The most recent incarnation of Life had been birthed in a time of peace and chaos, as the newly awakened Primal ran wild and free without guidance, the Haven scrambling to shake off the long collected dust which had settled upon old duties.
The newest Life was neither conquest or triumph, she was merely a mother to both her people and the Primal, a guiding hand and a shoulder to cry on.
She, like Life before her, loved the lost child dearly.
The Leviathan, likewise, loved Life and her people, trusted Life and her people absolutely.
According to both Keeper Wyrrnnr and the overwhelming majority of texts detailing Pagan society within the Haven, The Pagans were given the Leviathan's blessing to tap into the veins of the Primordial Sea spread throughout the land.
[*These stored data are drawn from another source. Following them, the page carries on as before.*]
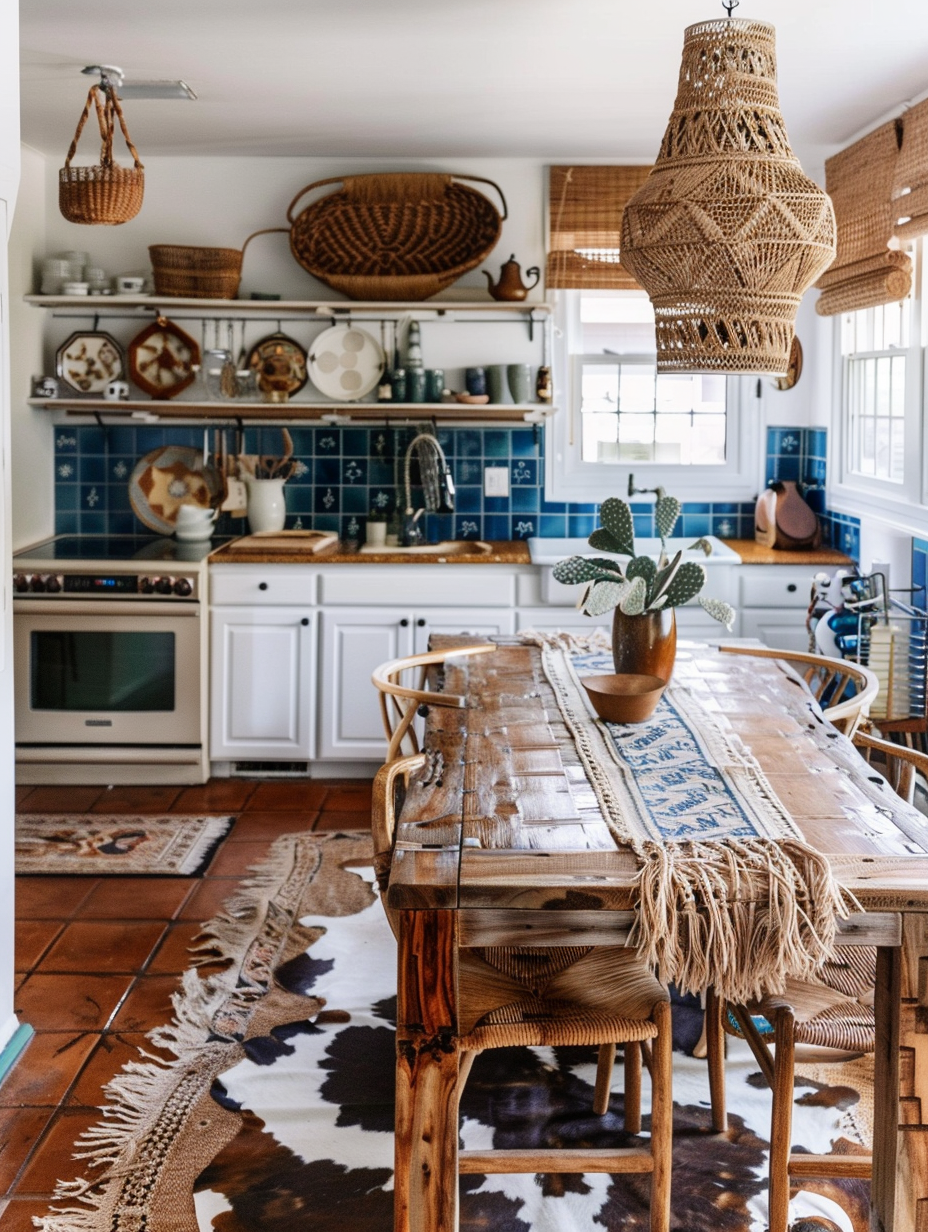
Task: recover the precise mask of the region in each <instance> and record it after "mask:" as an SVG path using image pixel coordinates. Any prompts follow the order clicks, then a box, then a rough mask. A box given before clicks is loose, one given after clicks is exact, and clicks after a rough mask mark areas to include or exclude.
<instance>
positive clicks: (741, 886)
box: [631, 839, 859, 1004]
mask: <svg viewBox="0 0 928 1232" xmlns="http://www.w3.org/2000/svg"><path fill="white" fill-rule="evenodd" d="M642 861H643V862H642V869H641V872H640V875H638V896H640V902H638V918H637V923H636V926H635V931H633V935H632V938H631V942H632V944H635V945H636V946H637V949H638V952H640V955H641V957H642V958H643V960H645V961H646V962H648V963H649V965H651V966H652V967H653V968H654V970H656V971H657V973H658V976H659V978H661V979H662V981H663V982H664V983H673V984H675V986H677V987H678V988H679V989H680V991H682V992H684V993H700V992H702V991H705V989H706V988H709V987H714V988H715V989H716V992H717V993H718V994H720V995H721V997H723V998H726V999H727V1000H732V1002H735V1003H737V1004H744V1003H746V1002H749V1000H753V999H755V998H757V997H760V995H762V994H763V993H769V992H781V991H783V988H784V984H785V981H786V978H788V976H789V977H794V978H799V979H804V978H813V977H815V973H816V972H817V971H818V968H820V967H821V966H822V963H823V962H824V961H826V960H827V958H829V957H831V956H832V949H833V945H834V936H836V933H837V920H838V918H842V919H843V918H845V917H847V915H848V912H849V910H852V909H854V908H857V907H858V906H859V904H857V902H855V901H854V899H853V896H850V894H849V893H848V892H847V891H845V890H843V888H842V887H840V886H839V885H838V883H837V882H836V881H834V878H833V876H832V872H831V867H829V865H828V861H827V859H826V857H824V856H822V855H821V854H820V853H818V851H816V850H815V849H813V848H810V846H808V845H807V844H805V843H801V841H799V840H794V839H776V840H773V839H730V840H727V841H726V843H711V844H710V843H698V841H693V843H667V844H663V845H659V844H646V845H645V849H643V851H642Z"/></svg>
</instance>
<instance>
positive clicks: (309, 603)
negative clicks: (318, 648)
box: [210, 564, 319, 607]
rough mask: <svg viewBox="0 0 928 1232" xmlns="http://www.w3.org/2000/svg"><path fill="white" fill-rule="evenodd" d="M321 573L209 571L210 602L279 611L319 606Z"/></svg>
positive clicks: (252, 566) (289, 566)
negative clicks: (317, 603) (253, 607)
mask: <svg viewBox="0 0 928 1232" xmlns="http://www.w3.org/2000/svg"><path fill="white" fill-rule="evenodd" d="M318 577H319V575H318V573H317V572H315V570H314V569H306V568H303V567H302V565H287V564H233V565H228V567H226V568H222V567H219V568H213V569H211V570H210V602H211V604H212V605H213V606H216V605H217V604H248V605H249V606H254V605H255V604H260V605H261V606H265V605H267V606H274V607H280V606H281V604H283V605H290V604H301V605H306V604H311V605H314V604H315V602H317V594H318V589H319V588H318Z"/></svg>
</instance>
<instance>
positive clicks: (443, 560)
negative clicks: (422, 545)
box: [210, 540, 531, 564]
mask: <svg viewBox="0 0 928 1232" xmlns="http://www.w3.org/2000/svg"><path fill="white" fill-rule="evenodd" d="M487 542H489V541H487ZM489 546H490V548H492V551H490V552H484V553H482V554H477V553H474V554H473V556H471V554H467V553H465V554H461V556H440V554H438V553H431V552H419V553H415V554H410V553H407V552H391V551H389V548H385V549H383V551H382V552H351V551H349V549H348V548H346V546H345V545H344V543H339V545H338V546H336V547H335V548H332V549H329V551H328V552H299V551H297V552H281V551H270V549H264V551H261V549H260V548H254V549H253V551H240V549H239V551H237V552H230V551H229V545H228V543H226V545H223V546H222V547H221V548H217V549H216V551H214V552H213V553H212V556H211V557H210V563H211V564H436V563H442V564H444V563H446V564H531V561H530V558H529V547H527V545H526V543H525V542H524V541H523V540H513V541H511V542H489Z"/></svg>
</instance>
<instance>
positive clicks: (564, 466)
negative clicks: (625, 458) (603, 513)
mask: <svg viewBox="0 0 928 1232" xmlns="http://www.w3.org/2000/svg"><path fill="white" fill-rule="evenodd" d="M582 293H583V292H580V291H555V292H553V293H552V294H553V301H555V314H553V330H552V334H553V339H552V357H553V365H552V367H553V377H555V393H553V405H556V407H557V408H558V410H557V413H556V414H555V415H552V416H551V418H550V419H548V420H547V423H546V429H545V431H546V448H545V495H546V498H547V499H548V500H557V501H579V503H583V504H594V503H595V504H599V503H601V501H603V500H605V499H606V498H608V496H615V495H622V496H624V495H625V493H626V490H627V483H629V476H630V474H633V476H635V485H636V487H637V488H657V487H662V488H665V489H667V490H668V492H669V493H672V494H673V495H674V496H677V498H678V499H679V500H686V501H726V503H727V501H744V500H754V499H755V498H757V494H758V492H759V490H760V489H762V488H763V485H764V483H763V464H764V463H763V456H762V455H763V448H762V446H763V429H764V424H763V402H762V398H760V397H759V395H758V384H759V381H758V378H757V377H753V376H748V377H741V376H735V377H727V393H726V413H727V414H726V455H727V457H726V461H725V463H721V464H718V466H685V464H682V463H677V464H668V463H664V462H617V463H606V462H584V461H583V460H582V434H580V423H579V418H580V389H579V373H580V371H582V362H577V361H578V360H579V361H582V360H583V356H584V352H583V351H582V350H573V349H572V342H574V341H576V340H579V338H580V329H582V326H580V294H582ZM615 294H621V292H615ZM632 294H633V292H632ZM593 357H594V359H599V356H593ZM622 357H624V359H627V360H641V359H642V356H641V355H640V354H637V352H631V351H630V352H629V354H627V356H622ZM651 359H652V360H653V356H652V357H651Z"/></svg>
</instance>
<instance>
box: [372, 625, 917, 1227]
mask: <svg viewBox="0 0 928 1232" xmlns="http://www.w3.org/2000/svg"><path fill="white" fill-rule="evenodd" d="M465 641H467V639H466V638H434V639H433V642H434V646H433V649H442V648H449V647H451V646H454V644H458V646H460V644H462V643H463V642H465ZM497 641H498V649H497V650H495V652H493V653H489V654H484V655H474V657H471V658H458V659H454V658H450V659H449V660H447V662H446V664H445V668H444V679H442V680H441V687H444V690H445V691H447V692H452V694H457V695H461V696H463V697H466V701H467V705H466V706H465V707H463V708H450V707H444V706H431V707H429V713H428V718H426V723H425V737H424V740H425V743H424V747H425V749H426V752H428V754H429V758H428V763H426V765H425V768H424V769H421V770H420V771H418V772H417V775H415V777H414V779H413V781H412V782H410V786H409V791H408V793H407V798H405V803H404V806H403V809H402V812H401V816H399V818H398V824H397V834H396V849H394V854H393V861H392V867H391V875H389V885H388V890H387V902H388V904H389V907H391V909H392V910H394V912H396V913H397V920H398V926H397V931H398V1010H397V1016H398V1027H397V1073H396V1084H397V1120H396V1198H394V1206H396V1222H394V1227H396V1232H454V1230H455V1228H456V1226H457V1174H458V1127H457V1089H456V1088H457V1079H458V1052H460V1048H458V1045H457V1039H456V1032H457V1027H456V960H457V954H458V952H460V950H462V949H468V947H479V946H526V945H529V946H532V945H537V946H548V947H552V946H590V945H592V946H615V945H621V944H624V941H625V940H626V939H627V938H629V933H630V930H631V928H632V925H633V923H635V919H636V914H635V912H636V877H637V873H638V867H640V861H638V857H637V856H636V854H635V853H633V851H632V850H631V849H630V848H627V846H621V845H619V844H617V843H616V840H615V839H614V837H613V832H611V830H610V828H609V827H608V824H606V823H605V821H604V817H603V813H601V811H600V806H599V801H598V797H596V795H595V792H594V791H593V788H592V785H590V782H589V780H588V776H587V774H585V771H584V769H583V764H582V761H580V758H579V755H578V753H577V749H576V747H574V742H573V738H572V736H571V732H569V731H568V728H567V726H566V724H564V722H563V719H562V717H561V715H560V711H558V705H557V700H556V697H555V694H553V691H552V689H551V685H550V683H548V680H547V678H546V675H545V671H543V668H542V658H541V650H540V649H539V647H536V646H532V644H523V643H520V642H519V641H518V639H513V638H510V639H505V638H499V639H497ZM674 681H682V683H684V684H685V686H686V687H688V689H689V690H690V692H691V694H693V695H695V696H698V697H699V699H700V700H701V703H702V705H704V708H705V711H706V713H709V712H711V713H712V715H714V717H715V721H716V722H720V721H721V722H723V723H728V724H731V726H732V728H733V729H735V731H737V733H738V736H739V737H741V738H742V740H743V742H744V743H746V744H747V745H748V748H749V749H751V753H752V754H753V755H754V758H755V759H757V761H758V763H759V765H760V768H762V770H763V772H764V776H765V779H767V781H768V782H769V785H770V786H771V787H773V791H774V792H775V793H776V797H778V798H779V801H780V802H781V803H783V806H784V807H785V808H786V809H788V812H789V814H790V817H791V818H792V821H794V822H795V824H796V825H797V828H799V829H800V832H801V834H802V837H804V839H805V841H806V843H807V844H810V845H811V846H813V848H815V849H816V850H817V851H820V853H822V854H823V855H826V856H827V859H828V861H829V864H831V869H832V872H833V875H834V877H836V878H837V880H838V882H839V883H840V885H842V886H844V887H847V890H849V891H850V892H852V893H853V894H854V896H855V898H857V899H858V902H859V904H860V907H861V908H863V912H858V913H855V914H853V915H852V917H850V918H849V919H847V920H842V922H839V928H840V930H842V933H843V934H844V935H843V936H842V941H843V942H850V944H861V945H864V944H869V945H876V946H877V956H879V958H877V988H876V997H875V1013H876V1052H875V1058H874V1149H873V1180H871V1198H870V1202H871V1220H870V1226H871V1228H873V1230H874V1232H892V1230H895V1232H928V840H924V839H923V838H922V837H921V835H919V829H918V827H913V824H912V814H911V813H908V814H907V816H908V822H907V823H906V809H905V808H903V806H902V804H901V803H900V804H898V807H893V801H896V797H893V796H892V795H891V793H890V792H889V790H887V791H886V804H884V806H877V804H875V803H874V791H873V784H868V777H869V776H870V777H871V776H873V774H874V771H871V770H870V769H869V768H868V765H866V763H864V760H863V759H861V758H860V755H859V754H858V752H857V750H855V749H854V748H853V745H852V744H850V743H849V742H848V740H847V739H845V738H844V737H842V736H839V734H838V733H837V732H836V731H834V728H832V727H831V726H829V724H828V723H826V722H824V721H823V719H822V717H821V712H820V711H818V710H817V706H816V705H815V702H813V701H812V700H811V696H801V697H800V696H799V694H800V692H801V687H800V689H799V690H797V683H796V679H795V678H794V676H791V675H790V674H789V671H788V669H783V668H780V667H778V665H776V664H775V663H774V662H773V660H759V659H751V658H747V657H743V655H726V654H723V653H720V650H718V648H717V647H712V646H706V644H700V643H680V646H679V648H678V657H677V664H675V669H674ZM868 787H869V790H868ZM924 833H927V832H926V830H922V832H921V834H924Z"/></svg>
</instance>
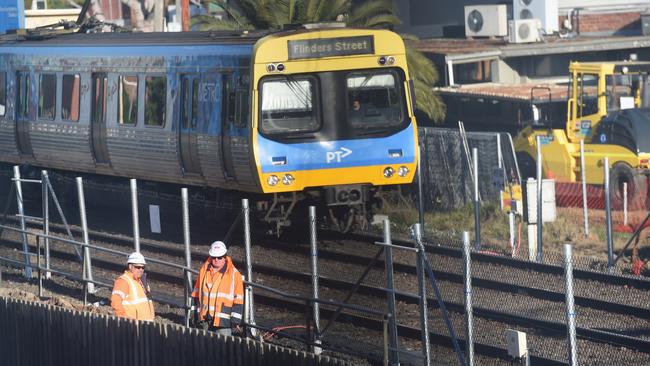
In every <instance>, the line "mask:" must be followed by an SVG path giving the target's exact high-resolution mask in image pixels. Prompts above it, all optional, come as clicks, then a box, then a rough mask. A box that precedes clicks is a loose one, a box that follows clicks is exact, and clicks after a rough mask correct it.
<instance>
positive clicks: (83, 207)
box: [77, 177, 95, 294]
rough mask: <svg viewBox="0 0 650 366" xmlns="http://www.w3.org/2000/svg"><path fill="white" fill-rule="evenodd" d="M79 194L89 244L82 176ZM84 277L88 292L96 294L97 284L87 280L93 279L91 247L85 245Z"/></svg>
mask: <svg viewBox="0 0 650 366" xmlns="http://www.w3.org/2000/svg"><path fill="white" fill-rule="evenodd" d="M77 194H78V197H79V217H80V219H81V230H82V231H83V237H84V244H86V245H88V244H89V242H90V240H89V239H88V222H87V220H86V199H85V197H84V188H83V180H82V178H81V177H77ZM83 278H84V283H86V285H87V290H88V292H89V293H91V294H94V293H95V284H94V283H92V282H87V281H85V280H90V281H92V279H93V272H92V263H91V259H90V249H88V247H87V246H84V251H83Z"/></svg>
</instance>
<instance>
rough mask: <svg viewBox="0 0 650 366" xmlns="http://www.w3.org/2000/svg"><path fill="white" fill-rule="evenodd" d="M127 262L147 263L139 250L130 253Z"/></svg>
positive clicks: (132, 262) (142, 255)
mask: <svg viewBox="0 0 650 366" xmlns="http://www.w3.org/2000/svg"><path fill="white" fill-rule="evenodd" d="M126 264H147V262H146V261H145V260H144V256H143V255H142V254H140V253H138V252H133V253H131V254H129V258H128V259H127V261H126Z"/></svg>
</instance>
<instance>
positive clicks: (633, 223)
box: [412, 128, 650, 275]
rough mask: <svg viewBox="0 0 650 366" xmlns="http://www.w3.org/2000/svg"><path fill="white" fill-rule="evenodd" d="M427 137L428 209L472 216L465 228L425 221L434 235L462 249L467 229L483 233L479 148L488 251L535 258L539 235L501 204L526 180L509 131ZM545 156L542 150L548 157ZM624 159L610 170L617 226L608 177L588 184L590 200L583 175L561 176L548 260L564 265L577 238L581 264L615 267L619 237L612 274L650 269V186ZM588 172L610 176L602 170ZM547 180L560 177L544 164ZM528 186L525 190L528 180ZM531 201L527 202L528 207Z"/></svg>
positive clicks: (557, 187)
mask: <svg viewBox="0 0 650 366" xmlns="http://www.w3.org/2000/svg"><path fill="white" fill-rule="evenodd" d="M420 143H421V151H422V183H423V184H422V186H423V192H422V193H423V197H424V208H425V211H426V212H427V215H434V217H436V218H437V217H439V215H438V214H439V213H441V212H454V211H455V212H461V216H462V214H463V213H464V216H465V218H464V219H462V220H458V222H457V227H455V228H451V229H450V228H449V227H444V226H443V227H442V228H441V227H440V225H438V224H439V223H437V222H430V223H429V225H425V231H426V235H427V238H428V239H429V240H432V241H435V242H437V243H440V244H441V245H449V246H453V247H459V246H460V244H461V243H460V241H459V240H458V238H459V237H460V232H461V231H462V230H468V231H470V232H471V233H472V234H474V233H475V232H476V230H475V227H474V223H473V218H472V216H473V213H472V212H471V210H470V209H468V207H471V206H472V205H473V200H474V198H473V178H472V164H473V163H472V159H471V157H472V153H471V150H472V149H473V148H476V149H477V150H478V172H479V174H478V182H479V192H480V201H481V207H482V211H481V212H485V214H482V217H480V220H479V221H480V223H481V230H480V232H481V233H482V236H481V243H482V248H483V250H487V251H491V252H495V253H499V254H503V255H511V256H512V255H514V256H518V257H521V258H524V259H529V258H530V259H535V258H534V256H532V257H531V256H529V253H533V252H536V251H537V248H534V249H533V248H530V249H529V246H533V247H535V246H536V242H535V238H531V234H534V232H530V231H529V229H528V223H527V222H525V221H524V220H523V218H522V217H521V216H519V215H518V216H517V217H516V218H515V220H514V223H513V224H511V225H509V222H508V216H507V215H508V212H507V211H499V209H498V208H499V207H502V203H503V202H502V201H501V199H502V197H501V193H500V192H501V190H506V191H507V190H508V188H509V187H512V186H513V184H517V183H519V182H524V179H525V178H520V175H519V167H518V166H517V161H516V157H515V156H516V155H515V153H514V148H513V145H512V140H511V138H510V136H509V134H507V133H483V132H481V133H477V132H468V133H466V134H463V133H462V132H461V131H459V130H453V129H441V128H420ZM544 159H545V157H544V156H542V161H544ZM618 165H620V164H614V166H613V167H612V169H611V170H610V178H611V179H610V203H611V205H610V211H609V213H610V216H609V217H610V218H611V231H610V230H609V229H608V211H606V210H605V187H604V180H603V184H586V185H585V187H584V199H583V185H582V183H581V182H580V181H578V182H563V181H562V179H554V189H555V196H554V200H555V207H556V219H555V220H554V221H553V222H545V223H544V224H543V225H542V239H543V241H542V250H543V252H544V257H545V262H549V263H556V264H557V263H561V245H562V244H564V243H572V244H573V245H574V258H575V265H576V267H577V268H584V269H590V270H608V259H609V261H610V262H611V258H608V243H609V242H611V247H612V252H613V258H614V260H616V259H617V258H618V257H619V256H620V258H619V259H618V260H616V262H615V265H614V267H613V268H610V270H611V271H612V272H614V273H618V274H622V275H639V274H643V273H647V272H648V260H647V258H648V257H650V247H649V246H648V245H647V233H646V231H647V227H648V226H650V222H647V221H645V219H646V217H647V213H648V202H647V189H648V187H647V186H648V184H647V182H646V181H645V177H642V179H641V178H638V177H635V176H631V177H628V176H627V175H626V174H628V173H629V172H628V171H627V170H624V169H621V168H617V167H618ZM600 169H602V167H600ZM587 173H588V174H600V175H601V176H603V173H602V172H587ZM544 178H545V179H547V178H551V179H552V178H555V177H554V176H553V173H552V172H550V171H548V169H547V166H545V168H544ZM509 183H511V184H510V185H509ZM533 186H534V184H533ZM415 187H416V186H415V184H414V186H413V188H412V189H413V190H416V188H415ZM522 190H523V191H524V192H523V193H524V195H525V186H524V185H522ZM508 193H510V192H508ZM524 199H525V198H524ZM531 199H533V200H535V192H532V197H531ZM583 206H585V207H586V209H584V207H583ZM526 207H527V205H526V204H525V203H524V205H523V209H524V210H525V209H526ZM522 211H523V210H522ZM520 213H521V211H520ZM495 216H500V217H495ZM447 226H449V225H447ZM461 226H463V227H461ZM608 232H609V234H608ZM608 238H609V239H608ZM472 240H474V239H472ZM547 254H548V256H547ZM610 265H611V263H610Z"/></svg>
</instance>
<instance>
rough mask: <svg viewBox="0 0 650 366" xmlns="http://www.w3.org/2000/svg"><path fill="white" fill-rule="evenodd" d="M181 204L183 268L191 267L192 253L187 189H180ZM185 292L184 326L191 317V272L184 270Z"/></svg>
mask: <svg viewBox="0 0 650 366" xmlns="http://www.w3.org/2000/svg"><path fill="white" fill-rule="evenodd" d="M181 204H182V206H183V207H182V209H183V243H184V244H185V266H186V267H187V268H191V267H192V251H191V250H190V209H189V203H188V198H187V188H181ZM183 289H184V291H185V326H186V327H187V326H189V325H190V317H191V316H193V315H194V314H192V312H193V311H194V310H195V309H193V305H192V291H191V289H192V272H190V271H188V270H185V281H184V283H183Z"/></svg>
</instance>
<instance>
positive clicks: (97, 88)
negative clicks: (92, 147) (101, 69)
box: [93, 74, 108, 123]
mask: <svg viewBox="0 0 650 366" xmlns="http://www.w3.org/2000/svg"><path fill="white" fill-rule="evenodd" d="M107 88H108V82H107V79H106V75H105V74H93V122H96V123H104V122H105V121H106V94H107V92H108V89H107Z"/></svg>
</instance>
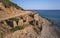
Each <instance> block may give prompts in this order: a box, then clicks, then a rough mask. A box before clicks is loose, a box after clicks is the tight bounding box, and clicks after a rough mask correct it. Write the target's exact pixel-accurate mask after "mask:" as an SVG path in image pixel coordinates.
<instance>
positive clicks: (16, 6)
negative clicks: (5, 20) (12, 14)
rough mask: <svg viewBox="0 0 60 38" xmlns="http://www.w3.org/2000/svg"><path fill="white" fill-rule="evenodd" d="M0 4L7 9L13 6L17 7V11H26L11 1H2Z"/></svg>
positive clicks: (14, 6)
mask: <svg viewBox="0 0 60 38" xmlns="http://www.w3.org/2000/svg"><path fill="white" fill-rule="evenodd" d="M0 2H2V3H3V4H4V6H5V7H6V8H9V7H10V6H13V7H16V8H17V9H21V10H24V9H23V8H21V7H19V6H18V5H17V4H15V3H13V2H11V1H9V0H0Z"/></svg>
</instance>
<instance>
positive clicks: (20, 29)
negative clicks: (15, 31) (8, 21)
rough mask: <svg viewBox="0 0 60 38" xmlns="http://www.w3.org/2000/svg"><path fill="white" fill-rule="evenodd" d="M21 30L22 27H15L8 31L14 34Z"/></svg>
mask: <svg viewBox="0 0 60 38" xmlns="http://www.w3.org/2000/svg"><path fill="white" fill-rule="evenodd" d="M22 29H24V27H23V26H17V27H15V28H12V29H10V30H11V31H12V32H15V31H17V30H22Z"/></svg>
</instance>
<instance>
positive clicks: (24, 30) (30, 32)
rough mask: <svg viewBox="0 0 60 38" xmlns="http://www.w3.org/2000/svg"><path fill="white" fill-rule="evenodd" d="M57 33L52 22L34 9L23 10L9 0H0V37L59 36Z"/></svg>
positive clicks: (57, 31) (19, 37)
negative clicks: (26, 10) (34, 10)
mask: <svg viewBox="0 0 60 38" xmlns="http://www.w3.org/2000/svg"><path fill="white" fill-rule="evenodd" d="M18 8H19V9H18ZM59 35H60V34H59V32H58V31H57V30H56V29H55V28H54V27H53V26H52V23H51V22H50V21H48V20H47V19H45V18H43V17H41V16H39V15H38V14H37V13H36V12H35V11H24V10H23V9H22V8H21V7H19V6H17V5H16V4H14V3H12V2H10V1H9V0H0V38H59Z"/></svg>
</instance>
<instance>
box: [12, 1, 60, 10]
mask: <svg viewBox="0 0 60 38" xmlns="http://www.w3.org/2000/svg"><path fill="white" fill-rule="evenodd" d="M11 1H12V2H14V3H16V4H17V5H19V6H20V7H22V8H23V9H26V10H27V9H29V10H33V9H34V10H60V0H11Z"/></svg>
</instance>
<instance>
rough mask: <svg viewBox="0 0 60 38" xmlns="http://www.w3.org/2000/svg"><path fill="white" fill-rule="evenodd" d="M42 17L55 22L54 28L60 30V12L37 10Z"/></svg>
mask: <svg viewBox="0 0 60 38" xmlns="http://www.w3.org/2000/svg"><path fill="white" fill-rule="evenodd" d="M35 11H36V12H37V13H38V14H39V15H40V16H42V17H45V18H48V19H50V20H52V21H53V22H54V24H55V25H54V26H56V27H58V28H60V10H35Z"/></svg>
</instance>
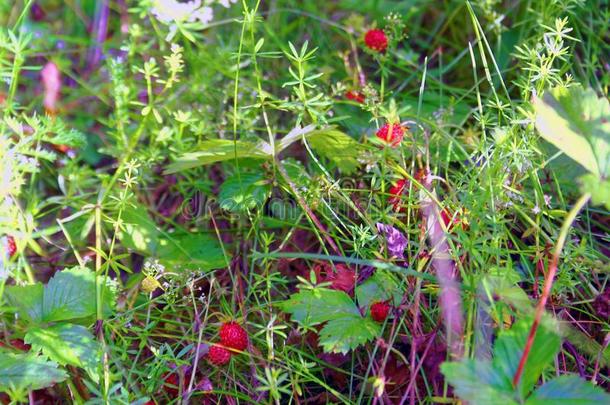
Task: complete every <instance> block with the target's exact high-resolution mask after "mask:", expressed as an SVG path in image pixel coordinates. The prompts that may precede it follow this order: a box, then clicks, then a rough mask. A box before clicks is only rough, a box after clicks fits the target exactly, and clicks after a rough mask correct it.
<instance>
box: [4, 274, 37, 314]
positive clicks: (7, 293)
mask: <svg viewBox="0 0 610 405" xmlns="http://www.w3.org/2000/svg"><path fill="white" fill-rule="evenodd" d="M43 295H44V286H43V285H42V284H41V283H36V284H29V285H24V286H15V285H9V286H6V289H5V291H4V298H5V299H6V300H7V302H8V304H9V305H11V306H14V307H15V308H16V310H17V313H18V314H19V316H20V317H21V318H23V319H25V320H27V321H30V322H38V321H39V320H40V319H42V296H43Z"/></svg>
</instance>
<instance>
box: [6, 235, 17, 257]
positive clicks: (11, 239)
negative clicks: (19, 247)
mask: <svg viewBox="0 0 610 405" xmlns="http://www.w3.org/2000/svg"><path fill="white" fill-rule="evenodd" d="M6 251H7V252H8V255H9V257H13V256H14V255H15V253H17V244H16V243H15V238H13V237H12V236H10V235H9V236H7V237H6Z"/></svg>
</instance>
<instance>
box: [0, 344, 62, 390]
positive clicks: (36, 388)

While the exact method to doing so was a closely guarded secret to the Pagans, it was abundantly clear that they used the Primordial Veins to fuel their witchcraft and magic.
Keeper Wyrrnnr suspected that the Pagans would have been given access to the Primordial Veins for the simple act of being the Leviathan's Kin, and Garrett was inclined to agree with the old Keeper. For every ten generations of Pagans born blessed with the grace of the Leviathan's favor from birth, only one outsider would draw the Leviathan's attention. Still, favored or not, the Pagans still celebrated and honored the Leviathan endlessly for their fortunes and adored him boundlessly…
Which was something that brought Garrett's fingers to pause upon the page.
Keeper Wyrrnnr's time with the Pagans detailed largely how the lack of the Primal completely threw the Pagan's way of life off kilter. How crops failed and sickness plagued the villages. And Garrett couldn't help but wonder if the Pagans had also learned their lesson from the first Darkages, or if they were once again struggling as so many seemed to be.
Because as soon as the Primal made itself a home within the young thief, it seemed that the fragile balance of the whole damn world shifted.
The Eternal City, the surrounding forests and rivers and ocean was plunged into darkness as the veins upon which the world rested became sickly as the Primordial Sea fell away.
Worse still, the two factions were not the only ones to feel the effects of the dry primordial tides.